This parameter is designed for the quick setup of a collection and will ignored if the schema is not None and a field in the schema has its is_primary set to True.
-
id_type (DataType) -
The data type of the primary field in this collection.
The value defaults to DataType.INT64. Possible values are DataType.INT64 and DataType.VARCHAR.
This parameter is designed for the quick setup of a collection and will be ignored if schema is not None.
-
vector_field_name (str) -
The name of the collection field to hold vector embeddings.
The value defaults to vector. You can use another name you see fit.
This parameter is designed for the quick setup of a collection and will be ignored if schema is not None.
-
metric_type (str) -
The algorithm used for this collection to measure similarities between vector embeddings.
The value defaults to COSINE. Possible values are L2, IP, and COSINE. For details on these metric types, refer to Similarity Metrics Explained.
This parameter is designed for the quick setup of a collection and will be ignored if schema is not None.
-
auto_id (bool) -
Whether the primary field automatically increments upon data insertions into this collection.

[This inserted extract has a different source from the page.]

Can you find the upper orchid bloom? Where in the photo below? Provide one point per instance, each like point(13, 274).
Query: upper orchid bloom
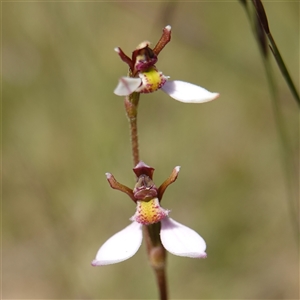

The value defaults to False. Setting this to True makes the primary field automatically increment. In this case, the primary field should not be included in the data to insert to avoid errors. The auto-generated IDs have a fixed length and cannot be altered.
This parameter is designed for the quick setup of a collection and will be ignored if schema is not None.
-
timeout (float | None) -
The timeout duration for this operation. Setting this to None indicates that this operation timeouts when any response returns or error occurs.
-
schema (CollectionSchema | None)
The schema of this collection.
Setting this to None indicates this collection will be created in a quick setup manner.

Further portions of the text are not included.